Most points in a game: 24 points
- Round 18 - Matt Orford (1 try, 10 Goals) vs Wests Tigers

Most tries in a game: 4 (Note: Equal club record)
- Round 9 - Aaron Moule vs Northern Eagles

===Winning games===

Highest score in a winning game: 64 points
- Round 18 vs Wests Tigers

Lowest score in a winning game: 20 points
- Round 3 vs St George Illawarra Dragons

Greatest winning margin: 64 points (Note: New club record)
- Round 18 vs Wests Tigers

Greatest number of games won consecutively: 3
- Round 11 - Round 13

===Losing games===

Highest score in a losing game: 28 points
- Round 2 vs North Queensland Cowboys
- Round 6 vs Newcastle Knights
- Round 23 vs Sydney Roosters

Lowest score in a losing game: 6 points
- Round 26 vs Canberra Raiders

Greatest losing margin: 44 points
- Round 20 vs Parramatta Eels

Greatest number of games lost consecutively: 4
- Round 5 - Round 8

==Feeder Team==
Melbourne Storm reserve players again travelled to Brisbane each week to play with Queensland Cup team Norths Devils.
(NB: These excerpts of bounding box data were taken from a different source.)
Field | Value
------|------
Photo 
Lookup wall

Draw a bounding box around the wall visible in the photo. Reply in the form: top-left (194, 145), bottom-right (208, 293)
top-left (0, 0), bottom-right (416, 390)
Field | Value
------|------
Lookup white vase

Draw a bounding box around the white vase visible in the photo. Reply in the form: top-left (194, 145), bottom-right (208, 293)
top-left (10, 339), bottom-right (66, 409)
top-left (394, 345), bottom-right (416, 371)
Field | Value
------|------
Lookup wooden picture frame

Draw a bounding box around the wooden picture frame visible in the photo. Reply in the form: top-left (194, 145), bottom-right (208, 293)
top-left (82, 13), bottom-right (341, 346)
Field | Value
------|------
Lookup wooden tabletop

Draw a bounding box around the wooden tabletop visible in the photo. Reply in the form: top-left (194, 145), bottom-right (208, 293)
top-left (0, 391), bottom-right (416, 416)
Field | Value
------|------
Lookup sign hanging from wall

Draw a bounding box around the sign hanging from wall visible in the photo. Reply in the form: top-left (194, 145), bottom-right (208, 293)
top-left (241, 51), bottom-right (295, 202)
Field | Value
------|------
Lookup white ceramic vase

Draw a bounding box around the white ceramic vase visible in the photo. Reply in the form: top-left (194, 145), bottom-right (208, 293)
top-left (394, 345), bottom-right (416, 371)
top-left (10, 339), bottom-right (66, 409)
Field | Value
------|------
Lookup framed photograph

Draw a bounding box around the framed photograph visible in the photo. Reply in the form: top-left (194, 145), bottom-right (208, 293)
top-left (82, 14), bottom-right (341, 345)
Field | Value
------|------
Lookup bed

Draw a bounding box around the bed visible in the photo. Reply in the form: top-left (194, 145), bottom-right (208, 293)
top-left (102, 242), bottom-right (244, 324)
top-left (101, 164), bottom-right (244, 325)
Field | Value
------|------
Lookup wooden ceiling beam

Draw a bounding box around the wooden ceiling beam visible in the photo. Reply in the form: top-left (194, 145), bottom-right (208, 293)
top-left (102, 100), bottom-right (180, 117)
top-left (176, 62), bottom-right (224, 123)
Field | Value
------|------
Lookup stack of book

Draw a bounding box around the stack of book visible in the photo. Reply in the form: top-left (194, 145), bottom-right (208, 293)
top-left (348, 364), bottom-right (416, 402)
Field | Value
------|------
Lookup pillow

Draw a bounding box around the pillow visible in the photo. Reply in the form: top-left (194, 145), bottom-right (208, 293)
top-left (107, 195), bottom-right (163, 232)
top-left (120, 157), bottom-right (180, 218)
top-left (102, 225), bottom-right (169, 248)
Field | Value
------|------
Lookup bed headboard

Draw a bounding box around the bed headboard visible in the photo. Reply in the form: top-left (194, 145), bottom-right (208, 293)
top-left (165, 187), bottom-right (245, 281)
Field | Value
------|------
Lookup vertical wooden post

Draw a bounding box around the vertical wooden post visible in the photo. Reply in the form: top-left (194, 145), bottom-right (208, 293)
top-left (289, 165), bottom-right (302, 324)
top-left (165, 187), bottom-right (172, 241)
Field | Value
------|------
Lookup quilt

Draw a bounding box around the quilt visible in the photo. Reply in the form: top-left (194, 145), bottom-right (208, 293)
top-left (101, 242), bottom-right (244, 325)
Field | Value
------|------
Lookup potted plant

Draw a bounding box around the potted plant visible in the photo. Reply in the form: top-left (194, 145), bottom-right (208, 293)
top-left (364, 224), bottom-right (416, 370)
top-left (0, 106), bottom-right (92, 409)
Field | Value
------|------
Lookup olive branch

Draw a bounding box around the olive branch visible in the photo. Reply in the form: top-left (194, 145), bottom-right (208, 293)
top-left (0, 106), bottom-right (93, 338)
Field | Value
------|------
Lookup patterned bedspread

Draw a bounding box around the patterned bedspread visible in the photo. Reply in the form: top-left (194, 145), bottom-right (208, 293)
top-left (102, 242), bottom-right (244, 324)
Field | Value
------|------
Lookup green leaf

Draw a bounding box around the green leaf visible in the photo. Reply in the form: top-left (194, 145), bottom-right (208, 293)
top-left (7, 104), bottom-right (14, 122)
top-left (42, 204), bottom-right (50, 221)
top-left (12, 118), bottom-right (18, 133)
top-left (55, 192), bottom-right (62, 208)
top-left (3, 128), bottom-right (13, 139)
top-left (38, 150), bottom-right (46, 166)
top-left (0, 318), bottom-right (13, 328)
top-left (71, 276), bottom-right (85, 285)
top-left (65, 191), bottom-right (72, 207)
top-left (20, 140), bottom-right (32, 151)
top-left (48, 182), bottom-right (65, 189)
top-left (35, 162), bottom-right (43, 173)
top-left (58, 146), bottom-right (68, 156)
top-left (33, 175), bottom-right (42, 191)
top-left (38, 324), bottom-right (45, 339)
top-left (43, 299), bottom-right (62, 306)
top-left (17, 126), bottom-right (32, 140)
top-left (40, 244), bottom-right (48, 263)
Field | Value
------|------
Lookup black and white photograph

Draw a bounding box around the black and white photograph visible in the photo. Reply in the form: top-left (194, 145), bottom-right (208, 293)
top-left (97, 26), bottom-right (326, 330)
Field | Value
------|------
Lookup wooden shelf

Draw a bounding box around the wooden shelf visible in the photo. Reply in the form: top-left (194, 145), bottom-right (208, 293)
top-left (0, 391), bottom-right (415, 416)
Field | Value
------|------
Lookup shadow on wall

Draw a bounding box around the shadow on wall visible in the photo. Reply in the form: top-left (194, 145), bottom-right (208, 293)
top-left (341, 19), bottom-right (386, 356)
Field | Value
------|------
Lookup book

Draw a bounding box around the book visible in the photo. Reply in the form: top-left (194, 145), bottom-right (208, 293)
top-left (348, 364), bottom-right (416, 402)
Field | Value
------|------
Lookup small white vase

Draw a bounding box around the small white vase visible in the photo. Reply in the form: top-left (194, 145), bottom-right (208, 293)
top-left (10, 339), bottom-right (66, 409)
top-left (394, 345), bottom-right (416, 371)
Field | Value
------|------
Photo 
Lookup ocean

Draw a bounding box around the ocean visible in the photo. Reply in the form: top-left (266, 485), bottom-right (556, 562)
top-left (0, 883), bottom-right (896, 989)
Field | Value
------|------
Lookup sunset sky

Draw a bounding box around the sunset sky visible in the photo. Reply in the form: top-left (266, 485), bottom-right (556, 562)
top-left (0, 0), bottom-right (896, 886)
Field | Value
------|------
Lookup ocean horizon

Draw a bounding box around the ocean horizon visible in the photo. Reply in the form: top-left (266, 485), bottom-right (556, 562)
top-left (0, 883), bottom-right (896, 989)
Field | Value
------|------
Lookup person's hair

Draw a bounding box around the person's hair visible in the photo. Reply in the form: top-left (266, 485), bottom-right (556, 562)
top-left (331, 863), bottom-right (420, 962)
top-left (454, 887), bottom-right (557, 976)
Making the finals for the fourth straight season, Norths Devils finished fourth, but were eliminated in the first week of the 2001 Queensland Cup finals.

2001 Queensland Cup
| Pos | Team | Pld | W | D | L | B | PF | PA | PD | Pts |
| 4 | Norths Devils | 20 | 11 | 3 | 6 | 2 | 558 | 446 | +112 | 29 |

==Awards and honours==

===Melbourne Storm Awards Night===
- Melbourne Storm Player of the Year: Richard Swain
- Melbourne Storm Rookie of the Year: Steven Bell
- Melbourne Storm Clubman of the Year: Stephen Kearney
- Mick Moore Chairman's Award: Richard Swain

===Other Awards===
- The Weakest Link Sports Special Winner; Rodney Howe.